Jakarta – Korlap ABB Bogor Raya, Muhammad Raihan menegaskan dukungannya agar Kepolisian Negara Republik Indonesia (Polri) tetap berada langsung di bawah Presiden Republik Indonesia. Pihaknya menolak wacana penempatan Polri di bawah struktur kementerian tertentu. Pernyataan itu disampaikan saat ia menanggapi pembahasan publik terkait perubahan struktur kelembagaan kepolisian, Rabu (25/2/2026).
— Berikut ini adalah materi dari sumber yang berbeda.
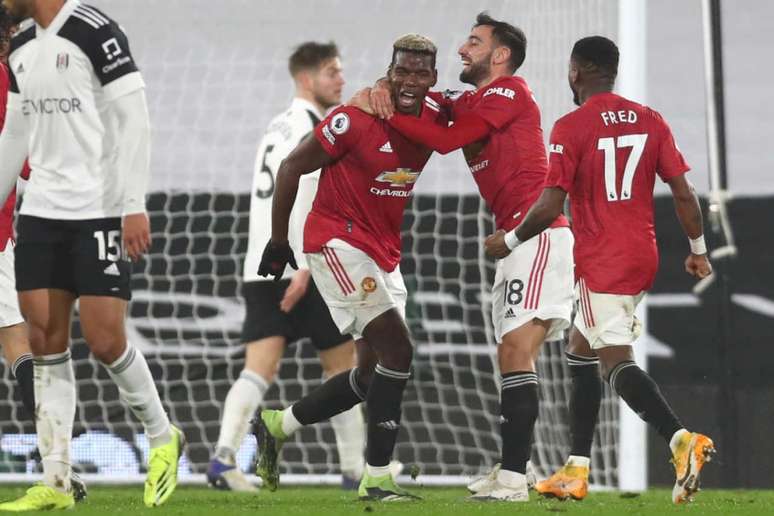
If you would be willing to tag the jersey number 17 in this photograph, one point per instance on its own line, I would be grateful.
(608, 146)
Menurut Raihan, penempatan Polri langsung di bawah Presiden setelah Reformasi 1998 merupakan hasil pertimbangan matang yang secara historis telah dipilih bangsa Indonesia. Posisi tersebut, kata dia, dibentuk sebagai bagian dari perubahan sistem ketatanegaraan pascareformasi untuk memperkuat kedaulatan dan stabilitas keamanan negara.
Raihan berpendapat bahwa ketika muncul persoalan internal dalam Polri, pendekatan terbaik bukanlah dengan melakukan perubahan struktural besar seperti menggeser posisi kelembagaan, tetapi dengan memperbaiki kondisi internal organisasi itu sendiri.
“Kalau ada masalah, lebih baik diperbaiki di internal, sebagaimana ada masalah lain dalam birokrasi pemerintahan secara keseluruhan,” katanya.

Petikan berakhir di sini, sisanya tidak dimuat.